Agroteknology tumpang sari, tumpang gilir, multiculture untuk  mencegah meledakya hama (seperti di 'pasetren' sawah pulau Jawa dulu, yaitu sebagian lahan sawah yang ditinggikan, untuk simbok tani menanam sayuran dan bumbunya),  secara ecologis  melestarikan predator yang larvaenya polyphagus, yang hilang  bila fimilia ini ditanam secara monoculture ,  belum mendapat perhatian penelitian serius. Sebab ilmu pertanian dikembangkan diwilayah subtropic, yang menoculture  dianggap wajar dan alami. Di kita, bahkan dihutan-rimbanya semua tumbuhan hidup dengan ecology plural,  dari sistim canopynya  sampai sistim akarnya dan jazad renik yang menyertainya.

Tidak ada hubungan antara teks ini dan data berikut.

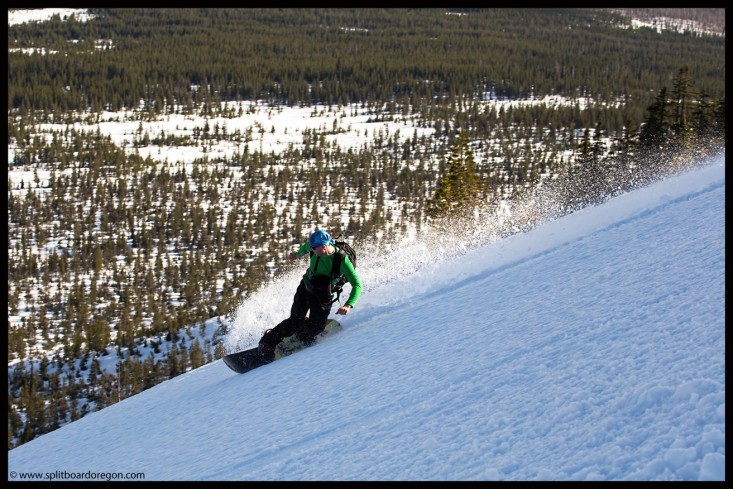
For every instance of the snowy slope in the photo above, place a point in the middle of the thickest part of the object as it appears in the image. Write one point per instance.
(590, 348)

Maka dari itu didaerah yang masih bisa menanan multiculture  seperti   di pulau Jawa dulu, sebelum (tanam paksa) cultuur stelsel, dengan monocultuur indigo. tebu,  tanpa ada pasetren ( bagian sawah yang ditinggikan, untuk para istri menanan sayur dan bumbu dapur) yang campur aduk dari budidaya kebutuhan sehari hari, petani bisa menghasikan kebutuhannya untuk daerahnya . Sedang sekarang di pulau Jawa mengandalkan daerah ekonomi yang luas untut cabe, bawang merah, tembakau tomat, bahkan kacang panjang dan mentimun, beaya produksi hampir 40 persen untuk membeli dan penyempotan insektisides Miticide, Thripsicide yang mahal, dan masih dirundung  kekuatan  resistensi ( kekebalan hama) terhadap  racun yang bagaimanapun ampuhnya, tapi tidak/kurang bebahaya terhadap manusia - yang sayangnya  hampir tidak mungkin, rekayasa genetica dengan GMO, dengan gene dari bacteri Thuringiensis  yang mematikan larvae Lepodophtera yang memakannya juga mengalami perlawanan dari hama jenis ini dengan daya resistensinya, percayalah. 
Padahal dengan memberi kesempatan para  serangga  atau bangsa predator yang larvaenya polyphagous, menciptakan lingkungan dengan dua tiga macam tanaman budidaya - secara tumpang sari atau tumpang gilir)  bisa diteliti, bila saja ada yang mengerjakan,tapi sayangnya bukan prioritas, dasar text book thingking. Cuma mengulangi penelitian diduar negeri, bukan kebutuhannya sediri.
Maka dari itu Pak Menteri,  sementara jangan  menyalahkan wilayah yang masih tanam budidayanya kecil kecil tersebar tidak punya efek pada perdagangan bervolume besar, mungkin mengandung kebijakan setempat yang kita belum pelajari, tapi bisa memenuhi kebutuhan wilayah seberapa kecilnya  masih berkah Allah., harga tidak melonjak lonjak.  Laksanakan segera dengan anggaran anda dan Pemda,  perintah Boss anda (pakai anggaran Negara) bikin embung kecil kecil, saluran saluran  pipa PVC yang hemat air, namun coverage-nya  luas, bikinlah rute kapal ternak muat juga mengedarkan consentrate maupun hay dan silages, dari dedaunan penebangan hutan kayu rimba terencana dan terbaharukan. Insya Allah anda dijalan yang benar *)
Larva predator yang polyfagus artinya ulat kupu predator hama ini makan daun juga tapi harus dari macam macam tumbuhan jadi pada penanaman budidaya monoculture keberaganan tumbuhan di lahan  tidak ada, jadi larva predator  tidak berkembang.  Atau senangnya kupu preadator tidur dan kawin ti dumbuhan lain.,Predator ini kebanyakan bertelur di larvae/ulat  hama Lepidophtera yang sudah besar, menetas dan makan ulat hama. tersebut, atau parasit telurnya, sudah besar baru makan daun macam macam.**).